I encourage you to find your own way of sharing your time, talent, and treasure. Perhaps, like me, you are intrigued but skeptical of sponsoring a child. I totally understand. Head on over to Charity Navigator and do some research. I firmly believe that when we give of ourselves and share with others, we receive so much more in return. Remember: you can't take it with you.

“Do not store up for yourselves treasures on earth, where moth and rust destroy, and where thieves break in and steal. But store up for yourselves treasures in heaven, where moth and rust do not destroy, and where thieves do not break in and steal. For where your treasure is, there your heart will be also." ~Matthew 6:19-21

Thursday, January 3, 2013

Technically I'm Not a Mrs.

My husband and I have been married for 21 ½ years. We'll be celebrating our 22nd anniversary this June. For various and sundry reasons that would have involved a paperwork nightmare, I did not change my name when we married. I also happened to like my name, so I was fine about not changing it. Since my husband is fairly easy-going, he didn't seem to mind one way or the other. My last name begins with R. My husband's last name begins with H. Sometimes I'm addressed as Mrs. H, usually by the neighborhood kids; sometimes Mrs. R, usually by people who know me but not my husband. And what about the children? They have my husband's last name. I still have mine. It's never been an issue.

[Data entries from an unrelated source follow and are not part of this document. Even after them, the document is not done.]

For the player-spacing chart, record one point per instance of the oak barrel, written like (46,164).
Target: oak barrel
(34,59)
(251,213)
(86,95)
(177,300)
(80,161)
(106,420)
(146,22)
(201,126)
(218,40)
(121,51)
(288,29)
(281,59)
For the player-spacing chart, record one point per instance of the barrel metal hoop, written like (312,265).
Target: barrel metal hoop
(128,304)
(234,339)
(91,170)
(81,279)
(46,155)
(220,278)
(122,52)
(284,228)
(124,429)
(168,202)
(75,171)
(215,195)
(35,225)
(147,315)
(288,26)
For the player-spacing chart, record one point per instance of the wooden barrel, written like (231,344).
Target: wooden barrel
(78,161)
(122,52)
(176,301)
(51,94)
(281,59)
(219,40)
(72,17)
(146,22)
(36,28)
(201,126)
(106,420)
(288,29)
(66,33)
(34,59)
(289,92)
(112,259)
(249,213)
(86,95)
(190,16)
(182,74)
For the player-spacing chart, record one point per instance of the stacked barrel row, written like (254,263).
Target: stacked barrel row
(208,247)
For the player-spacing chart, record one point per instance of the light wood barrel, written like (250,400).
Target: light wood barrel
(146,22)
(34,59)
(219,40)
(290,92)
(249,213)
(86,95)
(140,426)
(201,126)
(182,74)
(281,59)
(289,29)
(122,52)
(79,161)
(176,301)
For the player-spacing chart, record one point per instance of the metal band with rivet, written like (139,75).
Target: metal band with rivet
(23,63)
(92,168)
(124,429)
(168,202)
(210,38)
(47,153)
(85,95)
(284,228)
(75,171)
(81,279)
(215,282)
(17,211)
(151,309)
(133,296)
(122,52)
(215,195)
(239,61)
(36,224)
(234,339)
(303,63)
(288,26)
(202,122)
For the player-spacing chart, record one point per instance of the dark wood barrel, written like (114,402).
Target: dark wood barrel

Most of the time, I don't even think about the name difference. Occasionally, I'm reminded that I'm still in the minority of women who kept their names after marriage...like when I'm on Facebook and I'm looking at my friends' names. Besides me, only two of my friends who are married have kept their own names. Some of my friends are listed as Firstname Maidenname because they are divorced or they never married. Some friends are listed as Firstname Maidenname Marriedname. And some are listed as Firstname Marriedname.

The only time it ever truly bothered me to have my first name paired with my husband's last name was when our insurance company decided to change it for me. For reasons I can't remember, we decided to combine our auto insurance policies by adding him onto mine after we married. The following month our bill was addressed as Hisname and Myname Hislastname, complete with new insurance cards with my "new name". This was problematic for me because legally I was not CH; I was CR. My driver's license was still CR and my auto loan was still in my name. Furthermore, I had not asked them to change my name. They automatically did it for me.

When I called the office to make the correction, the agent's admin just couldn't understand why I didn't change my last name and she wasn't sure if the database could accommodate this request. (This was the pre-Internet stone age of 1991.) Oh hell no. Funny how people react when other people go against the grain and don't do what they think is right. So I wrote a flaming nastygram to the corporate office excoriating their company for imposing their patriarchal attitudes onto me, a paying customer, and reminding them that legally only I could change my name and if this wasn't fixed then the next letter would be from my lawyer....blah blah blah. Never mind that I didn't have a lawyer. ☺ Lo and behold, the next month it was fixed. Imagine that. We've had no problems since.

While I won't go so far as to say that I'm an easy-going person, I really don't care what other women (or men, for that matter) do with their names after they marry. Seriously. I.don't.care. Whatever floats your boat. It's the 21st century, so do what you want. The only judgmental opinion I have on the matter is this: if you think all women should change their names or that all women should keep their maiden names after marriage, then you have control issues and you need to lighten up or seek professional help. I realize that for some women it can be an emotional decision. For me it wasn't. In my opinion, changing your name like deciding to marry, should not be done lightly but rather with careful thought and consideration.